The toll of COVID-19 may be being seen as “the price we pay for normality,” Kim said.

“I think this is not just a specific thing for Utah, but all over the country. Folks are ready to move on. We’ve been trying to warn them about this ‘tripledemic’ and it just seems like it’s not making much of a dent anymore. People are just tired of being hypervigilant about infectious diseases,” he said.

The professor said he believes some Utahns answered the poll question based on their politics, not their actions.

“Even in that ‘I haven’t changed anything at all’ (response category), they’ll think twice if they’re in a room and someone is coughing. I guarantee they’re aware that, ‘Oh, I should probably get away,’” Kim said. “I think there is a level of awareness in all of us.”

Still, the poll results show most Utahns are thinking about COVID-19 — even if it’s not very much — as they go about their holiday activities.

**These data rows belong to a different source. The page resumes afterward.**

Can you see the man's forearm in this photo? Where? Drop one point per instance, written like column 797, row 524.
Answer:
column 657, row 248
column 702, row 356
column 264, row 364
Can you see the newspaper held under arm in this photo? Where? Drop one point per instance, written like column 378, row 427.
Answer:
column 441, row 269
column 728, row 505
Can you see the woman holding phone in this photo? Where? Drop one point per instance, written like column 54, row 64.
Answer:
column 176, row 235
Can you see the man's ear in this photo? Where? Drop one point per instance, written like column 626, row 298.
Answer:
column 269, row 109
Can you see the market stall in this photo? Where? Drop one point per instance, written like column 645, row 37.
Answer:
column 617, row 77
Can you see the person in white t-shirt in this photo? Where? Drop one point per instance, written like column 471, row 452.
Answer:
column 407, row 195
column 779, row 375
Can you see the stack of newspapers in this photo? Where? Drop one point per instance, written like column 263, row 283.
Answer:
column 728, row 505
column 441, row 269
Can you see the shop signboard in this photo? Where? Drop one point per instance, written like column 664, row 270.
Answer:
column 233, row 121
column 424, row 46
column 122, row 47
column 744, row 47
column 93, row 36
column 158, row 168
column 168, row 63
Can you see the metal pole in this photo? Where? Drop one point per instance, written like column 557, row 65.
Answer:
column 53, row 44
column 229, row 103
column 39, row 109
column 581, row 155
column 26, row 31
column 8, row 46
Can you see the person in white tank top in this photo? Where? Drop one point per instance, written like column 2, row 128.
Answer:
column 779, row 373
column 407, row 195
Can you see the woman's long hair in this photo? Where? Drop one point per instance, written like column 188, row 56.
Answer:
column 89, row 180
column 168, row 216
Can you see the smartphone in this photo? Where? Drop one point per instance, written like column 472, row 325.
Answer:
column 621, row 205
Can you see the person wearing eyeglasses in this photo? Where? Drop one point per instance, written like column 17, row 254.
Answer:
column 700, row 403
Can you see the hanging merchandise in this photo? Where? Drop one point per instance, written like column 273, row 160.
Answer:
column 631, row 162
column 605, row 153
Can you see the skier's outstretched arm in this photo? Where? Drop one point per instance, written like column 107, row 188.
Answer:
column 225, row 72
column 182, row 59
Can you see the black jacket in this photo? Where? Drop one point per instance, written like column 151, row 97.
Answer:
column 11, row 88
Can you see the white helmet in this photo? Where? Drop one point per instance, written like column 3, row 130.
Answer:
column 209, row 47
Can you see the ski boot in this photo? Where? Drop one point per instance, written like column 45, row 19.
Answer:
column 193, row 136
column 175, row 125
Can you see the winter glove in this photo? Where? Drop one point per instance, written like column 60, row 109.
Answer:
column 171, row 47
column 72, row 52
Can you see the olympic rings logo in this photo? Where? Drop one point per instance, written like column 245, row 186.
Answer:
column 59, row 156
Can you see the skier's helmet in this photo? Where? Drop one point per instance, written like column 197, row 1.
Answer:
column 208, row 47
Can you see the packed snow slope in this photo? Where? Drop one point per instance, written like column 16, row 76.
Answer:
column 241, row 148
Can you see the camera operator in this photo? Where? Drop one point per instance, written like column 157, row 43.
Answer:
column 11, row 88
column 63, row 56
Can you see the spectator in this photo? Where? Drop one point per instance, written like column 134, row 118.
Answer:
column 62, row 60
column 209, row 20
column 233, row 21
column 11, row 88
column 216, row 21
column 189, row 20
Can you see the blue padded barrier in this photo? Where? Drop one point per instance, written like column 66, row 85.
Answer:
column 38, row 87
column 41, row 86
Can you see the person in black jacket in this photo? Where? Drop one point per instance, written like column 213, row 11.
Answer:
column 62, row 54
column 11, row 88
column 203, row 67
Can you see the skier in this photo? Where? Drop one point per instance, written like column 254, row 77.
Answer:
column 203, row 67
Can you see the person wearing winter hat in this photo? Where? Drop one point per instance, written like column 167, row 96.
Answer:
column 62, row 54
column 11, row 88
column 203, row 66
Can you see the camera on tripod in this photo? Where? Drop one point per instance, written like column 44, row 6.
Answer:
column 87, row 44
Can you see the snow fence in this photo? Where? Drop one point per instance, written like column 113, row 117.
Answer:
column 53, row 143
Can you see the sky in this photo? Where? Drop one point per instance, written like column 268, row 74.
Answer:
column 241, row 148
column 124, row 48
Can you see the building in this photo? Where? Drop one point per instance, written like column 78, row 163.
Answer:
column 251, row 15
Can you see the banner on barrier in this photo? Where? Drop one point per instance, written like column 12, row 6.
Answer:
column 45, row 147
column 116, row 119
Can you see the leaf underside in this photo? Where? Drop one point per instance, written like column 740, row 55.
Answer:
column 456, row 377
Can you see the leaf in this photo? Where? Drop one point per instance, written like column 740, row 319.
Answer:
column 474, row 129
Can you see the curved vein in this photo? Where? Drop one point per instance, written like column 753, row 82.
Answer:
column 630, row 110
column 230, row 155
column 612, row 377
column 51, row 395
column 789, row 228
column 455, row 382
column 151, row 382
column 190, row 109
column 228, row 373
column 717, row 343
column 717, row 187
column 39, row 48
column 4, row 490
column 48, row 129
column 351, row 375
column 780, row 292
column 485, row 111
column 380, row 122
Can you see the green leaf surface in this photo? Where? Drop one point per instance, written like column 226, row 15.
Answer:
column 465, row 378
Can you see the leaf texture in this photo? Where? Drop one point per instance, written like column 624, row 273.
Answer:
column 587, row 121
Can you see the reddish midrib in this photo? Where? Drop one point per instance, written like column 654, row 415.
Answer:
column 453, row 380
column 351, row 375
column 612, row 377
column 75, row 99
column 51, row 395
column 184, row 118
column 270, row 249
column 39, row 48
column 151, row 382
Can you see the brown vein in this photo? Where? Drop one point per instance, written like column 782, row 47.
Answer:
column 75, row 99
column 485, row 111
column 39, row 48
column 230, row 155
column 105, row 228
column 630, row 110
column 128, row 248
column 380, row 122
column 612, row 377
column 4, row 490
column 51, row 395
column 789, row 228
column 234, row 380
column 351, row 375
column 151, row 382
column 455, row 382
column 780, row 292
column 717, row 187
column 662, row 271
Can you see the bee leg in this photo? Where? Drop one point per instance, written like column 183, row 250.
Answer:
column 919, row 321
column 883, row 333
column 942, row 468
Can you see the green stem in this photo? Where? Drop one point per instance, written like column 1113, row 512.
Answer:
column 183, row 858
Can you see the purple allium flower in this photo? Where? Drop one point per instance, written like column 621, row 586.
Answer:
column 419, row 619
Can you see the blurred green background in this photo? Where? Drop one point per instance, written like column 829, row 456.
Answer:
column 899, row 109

“That actually is a hopeful sign for public health, that there are some long-term changes. In the majority of people, it’s on their mind and they’re balancing their lives with just awareness. They’re not stressing out,” Kim said, adding that’s the reaction public health officials want to see.

“We’re not saying that everyone should shut down and stay at home. We’re saying, understand what your own risks are and the risks to other people around you and balance your actions. We’re not saying take these extreme measures,” he said. “We’re giving people that agency to make their own decisions.”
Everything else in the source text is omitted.